Who’s to say, gang? Who’s to say?
[Ten minutes of wind, water, and shush-shush-shushing feet.]
II. CHANEY [whispering]: There’s something in the trees ahead of us. A crouched grey shape. The Bachelor just turned on me, Ben – he wouldn’t let me approach with him. If I don’t stay fairly close, though, I’ll be lost out here. Damn you, you hulking boonie, I won’t let you sneak away . . . We’re off the trail, we’ve been off it a good while, and the trees, the lianas, the swollen epiphytes – hell, everything’s the same, one spot’s like another . . . I’m disobeying the bastard. I’m staying close enough to keep him in my sight. He’s out there in a ragged hallway of rainthorn leaves moving toward the thing in the tree. A tumor in the branches, a lump that the moonlight gives a suspicious fuzziness . . . You should see the way The Bachelor’s approaching the thing. He’s spread his arms out wide, and he’s taking one step at a time, one long easy step. Like an adagio SS man. The membrane between his shoulder blades has opened out, too, so that it makes a fan-shaped drapery across his back. Shadows shift across it, shadows and moonlight . . . What a weird goddamn boonie. You should see him. He’s a kind of moving, blown-up version of the drunken huri clinging to his mane . . . We’re closer now. That thing up there, whatever it is, it’s either dead, or inanimate, or hypnotized. Hypnotized, I think. It seems to be one of the Asadi from the clearing. A grey shape. Ordinarily you don’t get this close at night. You just don’t. The Bachelor’s hypnotized it with his slow-motion goose step, the filmy rippling of the membrane across his back and arms, maybe even with his empty eyes . . . Now we’re just waiting, waiting. I’m as close as I can get without jeopardizing the purity of this confrontation . . . I can see eyes up there, Asadi eyes, stalled on a sickly but reflective amber. [Aloud, over a sudden thrashing]: The damn thing’s just jumped out of the branches! It’s one of the Asadi all right, a lithe grey female. The Bachelor’s wrenching her backward to the ground, the huri’s fallen sidelong away from him! It’s fluttering, fluttering in the thicket beneath the rainthorn tree! [A heavy bump. Continued thrashing. Chaney’s voice skyrockets to an uncontrolled falsetto]: I knew it! I knew what you were! Dear lord, I won’t permit this! I won’t permit your hideous evil to flourish! DAMN YOU! [Scuffling. Then, indignantly]: Stay where you are. Don’t approach me. Stay where you . . . [Violent noises. Then a hum of static and prolonged low breathing.]

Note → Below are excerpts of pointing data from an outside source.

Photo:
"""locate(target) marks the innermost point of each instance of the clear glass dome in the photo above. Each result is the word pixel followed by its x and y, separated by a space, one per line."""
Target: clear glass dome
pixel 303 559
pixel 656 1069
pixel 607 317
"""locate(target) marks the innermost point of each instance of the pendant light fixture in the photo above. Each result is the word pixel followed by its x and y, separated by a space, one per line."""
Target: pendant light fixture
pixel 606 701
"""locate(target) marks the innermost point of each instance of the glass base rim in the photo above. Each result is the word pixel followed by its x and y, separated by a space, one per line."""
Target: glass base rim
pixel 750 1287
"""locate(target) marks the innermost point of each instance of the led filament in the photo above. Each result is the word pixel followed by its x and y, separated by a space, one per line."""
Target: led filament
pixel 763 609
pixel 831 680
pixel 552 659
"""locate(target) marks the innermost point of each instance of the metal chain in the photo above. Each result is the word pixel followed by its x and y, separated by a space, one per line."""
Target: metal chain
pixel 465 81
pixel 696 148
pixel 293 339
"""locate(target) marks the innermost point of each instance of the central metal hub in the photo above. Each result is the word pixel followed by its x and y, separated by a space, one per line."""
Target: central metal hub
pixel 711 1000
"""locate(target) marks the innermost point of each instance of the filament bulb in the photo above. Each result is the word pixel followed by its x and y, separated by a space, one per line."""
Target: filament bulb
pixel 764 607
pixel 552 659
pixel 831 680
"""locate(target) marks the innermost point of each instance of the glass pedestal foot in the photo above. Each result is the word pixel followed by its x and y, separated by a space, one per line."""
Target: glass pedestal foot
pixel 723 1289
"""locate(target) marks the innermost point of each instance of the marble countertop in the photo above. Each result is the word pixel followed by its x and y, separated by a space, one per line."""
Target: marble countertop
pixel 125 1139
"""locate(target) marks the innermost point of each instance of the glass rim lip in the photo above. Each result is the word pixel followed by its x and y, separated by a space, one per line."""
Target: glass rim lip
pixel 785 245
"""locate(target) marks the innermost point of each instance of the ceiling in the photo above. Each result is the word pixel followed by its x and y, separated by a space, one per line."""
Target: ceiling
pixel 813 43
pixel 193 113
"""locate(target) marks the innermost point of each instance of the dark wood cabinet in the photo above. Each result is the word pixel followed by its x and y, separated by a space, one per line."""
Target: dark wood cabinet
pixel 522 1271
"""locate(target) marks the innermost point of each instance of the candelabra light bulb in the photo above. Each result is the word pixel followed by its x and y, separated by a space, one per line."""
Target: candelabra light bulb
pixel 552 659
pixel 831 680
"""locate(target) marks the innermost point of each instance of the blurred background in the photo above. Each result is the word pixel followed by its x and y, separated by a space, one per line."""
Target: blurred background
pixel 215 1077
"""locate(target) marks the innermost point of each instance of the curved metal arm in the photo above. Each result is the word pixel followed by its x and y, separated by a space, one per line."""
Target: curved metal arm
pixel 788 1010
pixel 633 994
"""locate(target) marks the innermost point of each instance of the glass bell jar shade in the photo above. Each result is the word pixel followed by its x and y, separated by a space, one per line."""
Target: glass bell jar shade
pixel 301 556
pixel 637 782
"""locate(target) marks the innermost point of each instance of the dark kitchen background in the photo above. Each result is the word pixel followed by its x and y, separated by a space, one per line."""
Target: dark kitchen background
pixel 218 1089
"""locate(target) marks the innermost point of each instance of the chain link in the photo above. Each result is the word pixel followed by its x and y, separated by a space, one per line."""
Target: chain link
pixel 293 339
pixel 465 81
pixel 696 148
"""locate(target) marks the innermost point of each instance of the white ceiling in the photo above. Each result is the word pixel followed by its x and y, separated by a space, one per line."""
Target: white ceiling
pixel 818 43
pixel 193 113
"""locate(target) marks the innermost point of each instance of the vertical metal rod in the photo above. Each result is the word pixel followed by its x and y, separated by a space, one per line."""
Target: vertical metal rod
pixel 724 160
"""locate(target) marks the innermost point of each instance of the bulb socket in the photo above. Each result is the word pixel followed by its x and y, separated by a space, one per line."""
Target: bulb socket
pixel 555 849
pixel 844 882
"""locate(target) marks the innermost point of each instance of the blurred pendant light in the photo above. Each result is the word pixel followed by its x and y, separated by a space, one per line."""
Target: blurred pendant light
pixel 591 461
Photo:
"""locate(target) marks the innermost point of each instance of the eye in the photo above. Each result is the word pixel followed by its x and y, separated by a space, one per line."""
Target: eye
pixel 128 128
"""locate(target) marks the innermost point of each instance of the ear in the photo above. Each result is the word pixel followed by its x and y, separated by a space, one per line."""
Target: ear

III. CHANEY [panting]: My head aches. I’ve been sick again. I didn’t think I could throw up again, my stomach’s so tight and empty, but somehow I managed . . . It’s sweet here, though. I’m kneeling in fragrant grass under the lattice-sail trees by the edge of the pagoda’s clearing . . . I’ve been sick again, yes, but I’ve done heroic things. Semiheroic things, perhaps. In any case, I’m vaguely proud of myself . . . Even though I’m sick, down on my hands and knees with the cramps . . . You can hear me, can’t you? I’m talking out loud – OUT LOUD, DAMN IT! – and he’s not about to stop me. He’s just going to sit there opposite me with his long legs folded and take my reproaches and evil stares. Aren’t you, boonie? Aren’t you? That’s right, that’s a good boonie . . . He’s appalled by what I’ve just done, Ben. As a matter of fact, so am I. I’ve freed him from that scabby little battlecock of his . . . There’s blood on the grass. Dark, sweet blood. Too sweet, Ben. I’ve got to get up.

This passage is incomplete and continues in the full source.